Tishechkin D.Yu. 2020. Comparative analysis of male calling signals in closely related species of Macropsis Lewis, 1836 (Homoptera: Auchenorrhyncha: Cicadellidae: Eurymelinae: Macropsini) reveals possible ways of evolution of the signal temporal pattern // Russian Entomol. J. Vol.29. No.3: 247–260 [in English].
Department of Entomology, Faculty of Biology, M.V. Lomonosov Moscow State University, Vorobyevy Gory, Moscow 119234, Russia. E-mail: macropsis@yandex.ru
doi: 10.15298/rusentj.29.3.03
ABSTRACT. It is shown that, in some closely related Macropsis species, male calling signals consist of similar components but clearly differ in the duration of homologous parts, the shape of syllables, the presence/absence of additional components, or the presence/absence of gaps between the signal parts. In some other leafhoppers, such differences are intraspecific and can be observed in the signals of males from the same population and even in the same male.

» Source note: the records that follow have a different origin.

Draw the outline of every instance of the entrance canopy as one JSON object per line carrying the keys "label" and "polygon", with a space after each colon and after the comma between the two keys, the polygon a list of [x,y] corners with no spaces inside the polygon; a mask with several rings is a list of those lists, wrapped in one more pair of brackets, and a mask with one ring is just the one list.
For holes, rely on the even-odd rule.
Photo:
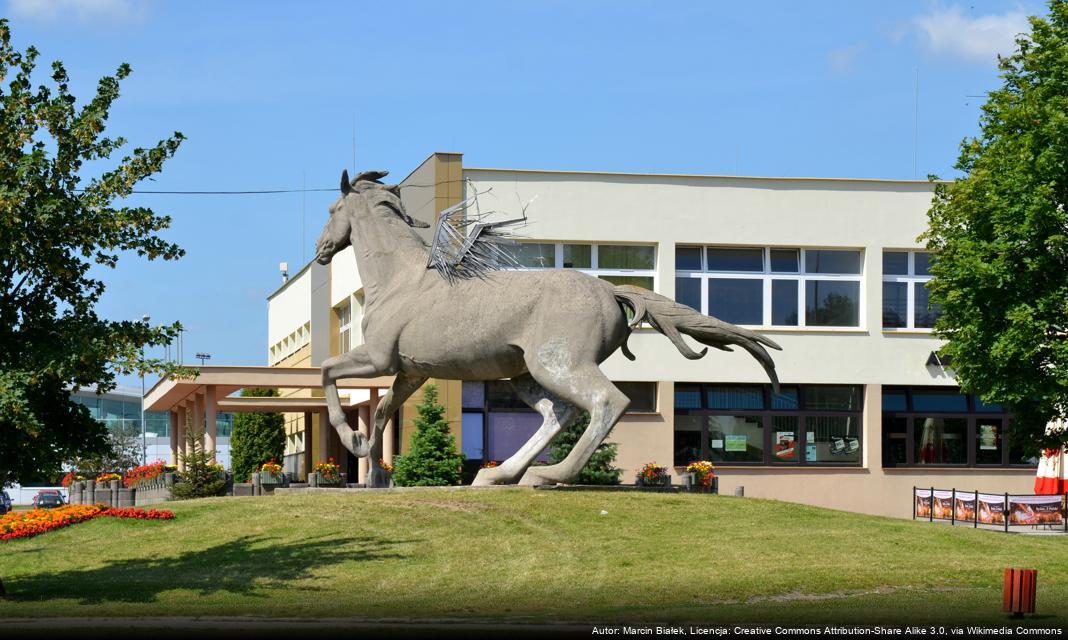
{"label": "entrance canopy", "polygon": [[[326,460],[327,440],[332,429],[328,425],[326,398],[322,391],[322,372],[318,367],[230,367],[204,365],[191,378],[164,376],[145,394],[145,411],[165,411],[170,415],[171,454],[179,463],[180,451],[185,450],[186,430],[202,435],[205,448],[215,450],[216,416],[223,413],[289,413],[304,414],[305,430],[313,423],[312,416],[319,416],[318,435],[315,436],[318,459]],[[393,384],[392,376],[379,378],[350,379],[337,383],[341,405],[358,414],[361,433],[366,435],[371,413],[378,405],[379,391]],[[233,396],[240,389],[267,387],[279,389],[282,394],[274,398]],[[391,433],[386,434],[386,445],[392,455]],[[305,441],[309,456],[306,467],[311,468],[311,443]]]}
{"label": "entrance canopy", "polygon": [[[269,387],[277,389],[322,389],[323,377],[318,367],[231,367],[206,365],[197,367],[194,378],[163,377],[145,394],[145,411],[174,411],[194,401],[198,396],[217,411],[298,413],[326,408],[321,397],[311,398],[242,398],[230,397],[239,389]],[[388,389],[392,376],[353,378],[338,382],[340,391],[349,391],[349,404],[366,401],[371,389]],[[363,391],[361,393],[360,391]],[[344,399],[342,400],[344,404]]]}

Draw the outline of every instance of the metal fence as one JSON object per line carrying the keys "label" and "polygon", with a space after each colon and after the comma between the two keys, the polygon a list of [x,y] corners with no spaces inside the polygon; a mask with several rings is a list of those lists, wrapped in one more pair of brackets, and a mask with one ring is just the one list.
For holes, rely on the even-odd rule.
{"label": "metal fence", "polygon": [[912,488],[912,519],[1004,528],[1060,528],[1068,533],[1068,495],[983,493],[979,490]]}

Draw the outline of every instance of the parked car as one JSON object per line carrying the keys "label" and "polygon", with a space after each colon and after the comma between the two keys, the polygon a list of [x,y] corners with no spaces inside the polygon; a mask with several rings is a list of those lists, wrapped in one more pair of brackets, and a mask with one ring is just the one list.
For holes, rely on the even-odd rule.
{"label": "parked car", "polygon": [[0,515],[11,511],[11,496],[7,491],[0,491]]}
{"label": "parked car", "polygon": [[56,507],[62,507],[64,504],[63,494],[58,489],[41,489],[33,497],[35,509],[55,509]]}

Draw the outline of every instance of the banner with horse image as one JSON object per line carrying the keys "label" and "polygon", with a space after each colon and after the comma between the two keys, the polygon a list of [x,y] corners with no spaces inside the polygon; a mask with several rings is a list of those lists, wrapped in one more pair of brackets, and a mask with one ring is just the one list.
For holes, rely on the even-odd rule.
{"label": "banner with horse image", "polygon": [[916,489],[916,504],[913,511],[917,518],[929,518],[931,516],[931,490]]}
{"label": "banner with horse image", "polygon": [[933,515],[932,520],[953,519],[953,492],[935,489],[934,500],[931,501]]}
{"label": "banner with horse image", "polygon": [[978,498],[980,524],[1005,524],[1005,496],[997,493],[980,493]]}
{"label": "banner with horse image", "polygon": [[953,518],[970,522],[975,519],[975,494],[958,493],[953,499]]}
{"label": "banner with horse image", "polygon": [[1060,496],[1009,496],[1009,524],[1061,524]]}

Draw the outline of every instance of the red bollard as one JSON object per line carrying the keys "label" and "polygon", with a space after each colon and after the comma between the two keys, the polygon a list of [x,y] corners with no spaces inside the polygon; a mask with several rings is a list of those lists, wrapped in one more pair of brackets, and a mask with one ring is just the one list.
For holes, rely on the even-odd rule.
{"label": "red bollard", "polygon": [[1037,569],[1005,569],[1005,586],[1002,591],[1002,610],[1014,617],[1035,612],[1035,583]]}

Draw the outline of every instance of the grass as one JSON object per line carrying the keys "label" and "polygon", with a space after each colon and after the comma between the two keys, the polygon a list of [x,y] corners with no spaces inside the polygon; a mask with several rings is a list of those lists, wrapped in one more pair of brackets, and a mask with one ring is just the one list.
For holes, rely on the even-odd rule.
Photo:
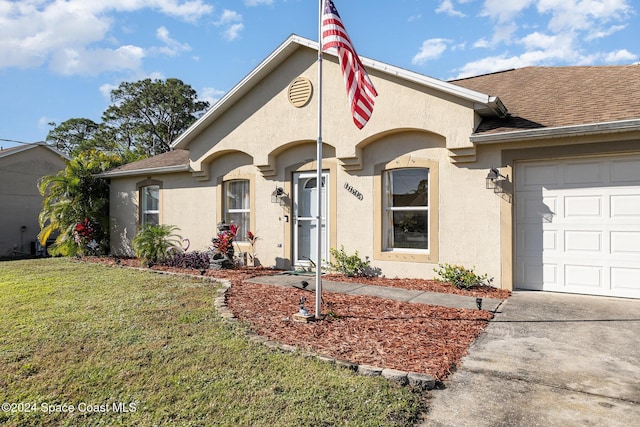
{"label": "grass", "polygon": [[406,426],[423,399],[247,340],[198,279],[0,263],[0,424]]}

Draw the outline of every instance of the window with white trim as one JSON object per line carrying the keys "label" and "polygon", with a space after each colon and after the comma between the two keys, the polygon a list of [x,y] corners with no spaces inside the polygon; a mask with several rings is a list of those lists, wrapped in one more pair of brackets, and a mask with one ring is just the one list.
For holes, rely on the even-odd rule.
{"label": "window with white trim", "polygon": [[160,186],[146,185],[140,188],[140,223],[160,223]]}
{"label": "window with white trim", "polygon": [[248,179],[234,179],[224,182],[224,220],[238,226],[237,241],[247,240],[251,222],[251,195]]}
{"label": "window with white trim", "polygon": [[384,172],[383,250],[429,250],[429,169]]}

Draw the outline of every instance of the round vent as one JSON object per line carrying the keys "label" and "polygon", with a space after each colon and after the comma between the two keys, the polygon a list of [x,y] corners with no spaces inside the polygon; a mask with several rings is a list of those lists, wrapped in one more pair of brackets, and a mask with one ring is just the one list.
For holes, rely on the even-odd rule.
{"label": "round vent", "polygon": [[298,77],[289,85],[289,102],[296,108],[304,107],[311,99],[312,92],[311,80]]}

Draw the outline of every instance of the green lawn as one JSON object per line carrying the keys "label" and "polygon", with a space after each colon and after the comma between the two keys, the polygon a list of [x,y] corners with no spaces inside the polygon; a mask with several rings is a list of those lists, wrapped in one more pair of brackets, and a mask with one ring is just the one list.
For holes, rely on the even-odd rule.
{"label": "green lawn", "polygon": [[0,262],[0,424],[411,425],[421,396],[249,342],[198,279]]}

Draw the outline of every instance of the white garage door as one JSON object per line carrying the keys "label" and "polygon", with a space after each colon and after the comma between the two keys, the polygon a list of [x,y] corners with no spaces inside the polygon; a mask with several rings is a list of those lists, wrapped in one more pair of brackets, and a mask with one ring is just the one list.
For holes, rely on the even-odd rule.
{"label": "white garage door", "polygon": [[516,288],[640,298],[640,156],[516,164]]}

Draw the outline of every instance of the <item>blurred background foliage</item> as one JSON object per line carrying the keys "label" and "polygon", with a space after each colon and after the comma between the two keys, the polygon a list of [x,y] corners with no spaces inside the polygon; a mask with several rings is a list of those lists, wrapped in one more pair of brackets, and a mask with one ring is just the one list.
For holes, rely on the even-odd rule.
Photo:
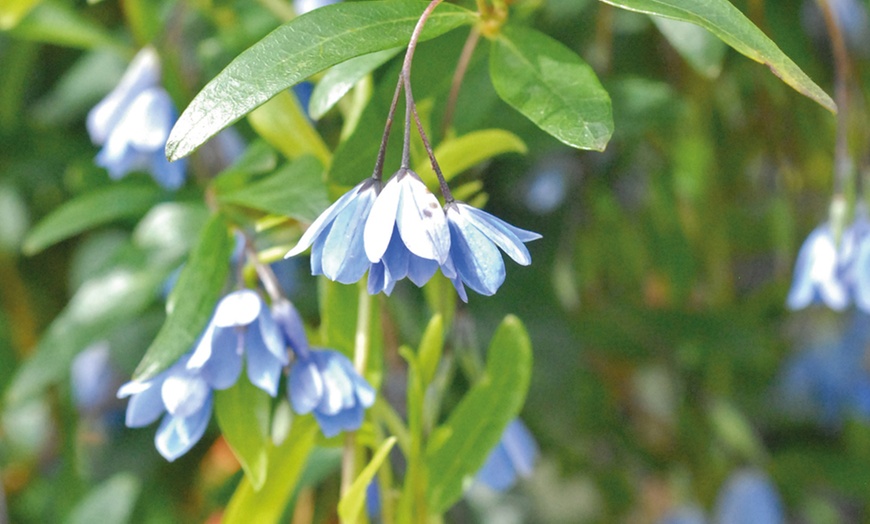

Thus, in the considered Macropsis species, signals were apparently formed by fixing different originally intraspecific variants in different phylogenetic lineages in the course of their divergence. This suggests that intraspecific variability can become a basis for rapid divergence of signal patterns if in different populations different pattern variants gain a selective advantage. Based on this, we can assume that male calling signals in leafhoppers can evolve not only by a gradual change in the quantitative parameters such as the signal parts duration but also through qualitative changes of temporal pattern due to adding new components, change of a syllable shape, and splitting a single signal into several parts. Since in closely related leafhopper species it is the differences in signal patterns that provide reproductive isolation, such changes can result in rapid speciation.
KEY WORDS: Homoptera, Auchenorrhyncha, Cicadellidae, Macropsis, calling signals, variability, evolution.